The college is considering linking its Heritage library management system to the college administration system in the future – currently they upload details into the library system using a CD. 
New academic year brings biometrics to new areas
From September 2008 the college will introduce fingerprint recognition to its on-site online testing centres. This will provide a new method of student identification for learners taking tests in key skills such as literacy, numeracy and communication. Inspectors currently insist on photographic identification before learners can take their tests and many students forget to bring such ID, making them ineligible for the exam. 
Nesta Taylor, information services manager, says, "Biometrics is a proven alternative to photographic identification and will help remove additional concerns from students about remembering appropriate photographic ID at such a stressful time. It will also reduce complex and time-consuming administration tasks such as producing lists of exam candidates complete with photographs.  We anticipate that students will welcome this new development: new and prospective students have often heard about the fingerprint system at the library before they join the college and see it as a very positive and helpful system."
It can be complex and time-consuming to administer all the different data authentication methods which are now used for security and identification in colleges.
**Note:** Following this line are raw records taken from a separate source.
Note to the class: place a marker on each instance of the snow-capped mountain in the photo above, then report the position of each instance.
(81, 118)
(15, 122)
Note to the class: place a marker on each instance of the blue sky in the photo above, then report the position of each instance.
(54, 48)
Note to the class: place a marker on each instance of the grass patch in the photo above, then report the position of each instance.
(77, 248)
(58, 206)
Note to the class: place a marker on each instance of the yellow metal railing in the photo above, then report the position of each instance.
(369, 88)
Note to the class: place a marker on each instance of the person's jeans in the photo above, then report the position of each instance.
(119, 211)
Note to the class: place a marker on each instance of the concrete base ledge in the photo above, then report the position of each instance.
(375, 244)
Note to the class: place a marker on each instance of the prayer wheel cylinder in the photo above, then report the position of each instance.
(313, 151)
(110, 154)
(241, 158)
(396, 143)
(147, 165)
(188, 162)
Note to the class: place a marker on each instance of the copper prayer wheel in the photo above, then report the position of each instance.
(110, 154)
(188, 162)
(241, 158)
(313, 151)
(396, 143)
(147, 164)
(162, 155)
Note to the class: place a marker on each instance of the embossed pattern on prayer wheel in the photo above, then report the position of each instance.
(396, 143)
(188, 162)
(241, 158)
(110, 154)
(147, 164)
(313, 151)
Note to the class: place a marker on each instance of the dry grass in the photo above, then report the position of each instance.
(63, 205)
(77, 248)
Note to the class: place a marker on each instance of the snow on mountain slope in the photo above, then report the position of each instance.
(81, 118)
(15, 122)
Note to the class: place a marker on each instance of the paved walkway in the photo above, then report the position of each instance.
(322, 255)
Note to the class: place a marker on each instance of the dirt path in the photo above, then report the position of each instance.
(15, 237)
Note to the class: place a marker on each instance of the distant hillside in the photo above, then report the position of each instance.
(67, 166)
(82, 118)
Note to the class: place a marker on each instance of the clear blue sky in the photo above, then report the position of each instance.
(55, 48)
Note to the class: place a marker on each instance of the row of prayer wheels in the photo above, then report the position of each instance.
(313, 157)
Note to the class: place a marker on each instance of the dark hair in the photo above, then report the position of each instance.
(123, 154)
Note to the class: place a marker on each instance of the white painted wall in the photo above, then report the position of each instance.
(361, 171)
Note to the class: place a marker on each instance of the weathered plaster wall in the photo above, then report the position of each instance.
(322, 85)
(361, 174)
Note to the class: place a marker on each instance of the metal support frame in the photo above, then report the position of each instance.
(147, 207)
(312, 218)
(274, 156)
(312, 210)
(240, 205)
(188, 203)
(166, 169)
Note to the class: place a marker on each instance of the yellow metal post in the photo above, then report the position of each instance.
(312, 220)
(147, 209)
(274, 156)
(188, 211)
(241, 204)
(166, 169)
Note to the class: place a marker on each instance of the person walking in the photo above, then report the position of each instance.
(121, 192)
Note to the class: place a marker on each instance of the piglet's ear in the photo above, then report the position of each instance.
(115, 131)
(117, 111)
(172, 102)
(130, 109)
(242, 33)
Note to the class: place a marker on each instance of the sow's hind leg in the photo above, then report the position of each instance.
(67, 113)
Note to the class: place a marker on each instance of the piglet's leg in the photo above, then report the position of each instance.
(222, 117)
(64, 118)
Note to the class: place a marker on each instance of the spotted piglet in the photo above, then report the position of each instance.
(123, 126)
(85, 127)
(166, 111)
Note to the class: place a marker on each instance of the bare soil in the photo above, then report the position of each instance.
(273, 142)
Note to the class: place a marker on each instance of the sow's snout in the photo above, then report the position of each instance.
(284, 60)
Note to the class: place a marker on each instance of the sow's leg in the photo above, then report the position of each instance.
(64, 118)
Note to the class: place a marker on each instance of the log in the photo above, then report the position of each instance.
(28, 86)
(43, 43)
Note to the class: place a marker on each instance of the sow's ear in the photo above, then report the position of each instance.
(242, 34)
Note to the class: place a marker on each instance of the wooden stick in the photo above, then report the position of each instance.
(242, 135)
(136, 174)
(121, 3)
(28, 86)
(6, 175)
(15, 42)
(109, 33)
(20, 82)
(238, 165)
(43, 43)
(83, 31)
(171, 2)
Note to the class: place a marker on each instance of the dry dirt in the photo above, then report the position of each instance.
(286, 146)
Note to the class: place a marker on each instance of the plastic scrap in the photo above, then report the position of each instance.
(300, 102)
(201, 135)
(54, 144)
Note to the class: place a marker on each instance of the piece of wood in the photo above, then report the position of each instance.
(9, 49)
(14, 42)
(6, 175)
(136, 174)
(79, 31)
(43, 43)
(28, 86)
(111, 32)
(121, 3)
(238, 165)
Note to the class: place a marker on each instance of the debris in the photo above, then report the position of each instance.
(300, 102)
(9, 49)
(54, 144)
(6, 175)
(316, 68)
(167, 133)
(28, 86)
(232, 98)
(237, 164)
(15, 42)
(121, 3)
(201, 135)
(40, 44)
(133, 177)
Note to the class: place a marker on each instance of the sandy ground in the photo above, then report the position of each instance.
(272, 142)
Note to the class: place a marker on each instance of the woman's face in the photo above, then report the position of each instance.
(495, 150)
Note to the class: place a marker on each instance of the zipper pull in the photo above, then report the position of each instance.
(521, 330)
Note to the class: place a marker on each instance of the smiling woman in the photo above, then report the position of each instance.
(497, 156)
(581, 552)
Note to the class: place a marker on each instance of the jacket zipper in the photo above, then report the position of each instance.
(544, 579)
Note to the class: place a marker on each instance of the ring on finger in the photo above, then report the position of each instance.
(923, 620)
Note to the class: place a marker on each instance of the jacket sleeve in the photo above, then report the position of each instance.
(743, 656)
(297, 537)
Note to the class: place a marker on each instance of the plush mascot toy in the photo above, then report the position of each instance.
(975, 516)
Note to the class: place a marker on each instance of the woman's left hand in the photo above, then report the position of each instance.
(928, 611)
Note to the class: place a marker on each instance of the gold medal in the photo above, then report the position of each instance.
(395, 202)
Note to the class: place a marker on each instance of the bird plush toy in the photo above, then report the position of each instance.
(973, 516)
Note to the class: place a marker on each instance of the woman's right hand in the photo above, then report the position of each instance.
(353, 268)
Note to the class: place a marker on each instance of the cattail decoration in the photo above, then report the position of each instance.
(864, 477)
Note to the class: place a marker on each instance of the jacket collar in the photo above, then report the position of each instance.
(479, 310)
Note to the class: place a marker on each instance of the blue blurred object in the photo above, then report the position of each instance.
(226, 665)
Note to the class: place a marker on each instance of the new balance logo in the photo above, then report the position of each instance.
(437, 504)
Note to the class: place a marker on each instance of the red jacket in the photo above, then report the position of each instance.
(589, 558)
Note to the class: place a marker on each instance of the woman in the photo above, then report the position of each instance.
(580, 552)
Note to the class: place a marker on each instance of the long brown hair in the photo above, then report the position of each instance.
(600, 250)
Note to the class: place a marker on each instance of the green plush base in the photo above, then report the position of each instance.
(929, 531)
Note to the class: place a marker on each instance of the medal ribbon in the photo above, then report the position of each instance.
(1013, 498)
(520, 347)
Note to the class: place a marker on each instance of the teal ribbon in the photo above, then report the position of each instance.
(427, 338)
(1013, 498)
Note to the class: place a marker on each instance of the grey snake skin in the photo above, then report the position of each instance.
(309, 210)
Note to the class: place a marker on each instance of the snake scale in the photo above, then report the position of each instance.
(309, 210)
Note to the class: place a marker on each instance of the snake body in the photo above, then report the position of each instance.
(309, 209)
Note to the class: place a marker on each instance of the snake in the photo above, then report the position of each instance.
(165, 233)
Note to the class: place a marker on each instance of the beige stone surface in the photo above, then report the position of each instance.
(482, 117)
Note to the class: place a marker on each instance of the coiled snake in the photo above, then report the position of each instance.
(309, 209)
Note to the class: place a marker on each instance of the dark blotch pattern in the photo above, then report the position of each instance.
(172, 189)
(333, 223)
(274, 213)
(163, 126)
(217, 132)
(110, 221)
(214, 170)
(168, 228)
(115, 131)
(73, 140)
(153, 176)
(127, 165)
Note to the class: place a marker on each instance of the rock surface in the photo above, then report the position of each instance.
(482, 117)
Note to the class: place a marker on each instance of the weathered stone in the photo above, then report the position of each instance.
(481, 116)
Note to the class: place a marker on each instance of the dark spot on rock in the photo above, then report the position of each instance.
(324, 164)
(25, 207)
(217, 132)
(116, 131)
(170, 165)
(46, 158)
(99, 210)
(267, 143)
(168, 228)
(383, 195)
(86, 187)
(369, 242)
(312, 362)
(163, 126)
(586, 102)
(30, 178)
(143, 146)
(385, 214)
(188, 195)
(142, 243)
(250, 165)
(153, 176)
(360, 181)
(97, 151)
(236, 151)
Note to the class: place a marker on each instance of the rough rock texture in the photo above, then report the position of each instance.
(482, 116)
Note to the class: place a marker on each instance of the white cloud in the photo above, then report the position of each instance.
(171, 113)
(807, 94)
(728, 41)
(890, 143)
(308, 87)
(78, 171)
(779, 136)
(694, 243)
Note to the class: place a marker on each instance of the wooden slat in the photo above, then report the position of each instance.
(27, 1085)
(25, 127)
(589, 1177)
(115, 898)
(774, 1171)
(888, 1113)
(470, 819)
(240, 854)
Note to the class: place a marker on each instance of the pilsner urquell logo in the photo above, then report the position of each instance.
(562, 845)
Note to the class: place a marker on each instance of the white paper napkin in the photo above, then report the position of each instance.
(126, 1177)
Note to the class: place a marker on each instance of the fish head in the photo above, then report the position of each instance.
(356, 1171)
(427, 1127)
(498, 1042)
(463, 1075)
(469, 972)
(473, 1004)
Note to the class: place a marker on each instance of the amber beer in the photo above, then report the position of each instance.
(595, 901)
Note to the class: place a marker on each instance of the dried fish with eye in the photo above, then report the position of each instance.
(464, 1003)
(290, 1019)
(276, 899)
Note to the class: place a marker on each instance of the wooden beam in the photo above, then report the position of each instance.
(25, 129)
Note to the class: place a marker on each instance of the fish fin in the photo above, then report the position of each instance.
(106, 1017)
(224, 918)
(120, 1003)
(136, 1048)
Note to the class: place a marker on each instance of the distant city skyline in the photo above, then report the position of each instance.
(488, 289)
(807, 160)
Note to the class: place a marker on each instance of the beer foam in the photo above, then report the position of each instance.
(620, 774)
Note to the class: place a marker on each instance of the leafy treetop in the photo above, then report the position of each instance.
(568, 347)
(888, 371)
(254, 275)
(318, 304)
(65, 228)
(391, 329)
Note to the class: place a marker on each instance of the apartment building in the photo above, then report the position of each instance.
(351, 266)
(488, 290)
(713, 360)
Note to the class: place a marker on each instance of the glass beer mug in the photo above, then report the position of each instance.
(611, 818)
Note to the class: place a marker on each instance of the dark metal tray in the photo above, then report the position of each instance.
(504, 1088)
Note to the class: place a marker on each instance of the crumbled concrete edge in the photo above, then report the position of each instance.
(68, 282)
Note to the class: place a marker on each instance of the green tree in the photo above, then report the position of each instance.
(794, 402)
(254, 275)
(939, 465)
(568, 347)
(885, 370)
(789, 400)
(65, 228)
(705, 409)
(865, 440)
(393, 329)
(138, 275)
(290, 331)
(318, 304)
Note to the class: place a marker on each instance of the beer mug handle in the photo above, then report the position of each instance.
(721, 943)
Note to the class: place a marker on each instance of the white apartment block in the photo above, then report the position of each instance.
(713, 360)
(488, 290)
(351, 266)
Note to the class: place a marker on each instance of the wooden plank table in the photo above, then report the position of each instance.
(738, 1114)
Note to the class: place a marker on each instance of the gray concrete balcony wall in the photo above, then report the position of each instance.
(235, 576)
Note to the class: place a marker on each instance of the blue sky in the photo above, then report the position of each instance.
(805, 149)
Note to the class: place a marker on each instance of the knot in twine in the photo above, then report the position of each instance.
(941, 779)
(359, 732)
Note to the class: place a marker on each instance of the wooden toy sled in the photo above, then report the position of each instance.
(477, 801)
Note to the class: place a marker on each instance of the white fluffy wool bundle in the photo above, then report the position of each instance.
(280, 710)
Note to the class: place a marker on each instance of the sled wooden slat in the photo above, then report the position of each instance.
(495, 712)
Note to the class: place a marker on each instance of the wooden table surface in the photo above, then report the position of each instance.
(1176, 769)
Biostore provides a single central biometric database that can communicate with any college application from library to registration and cashless catering. This allows the college to select best-of-breed applications and avoids maintaining several separate databases and the associated rekeying of data, security risks and problems if they are not all up-to-date.
Compass, the college’s student records system supplier, is writing the middleware software to link student records with the Biostore biometrics data store held by the library. This is a first for Compass who will initially pilot it for online exams in four out of five of the college’s onsite testing rooms. 
Biometric registration will also be introduced for 1,500 first time students who will be registering for the academic year 2008/09. The college’s future plans include further use of fingerprint recognition for second year re-enrolments, to extend biometric exam registration to all online tests (off-site as well as on-site) and even to record student attendance at classes.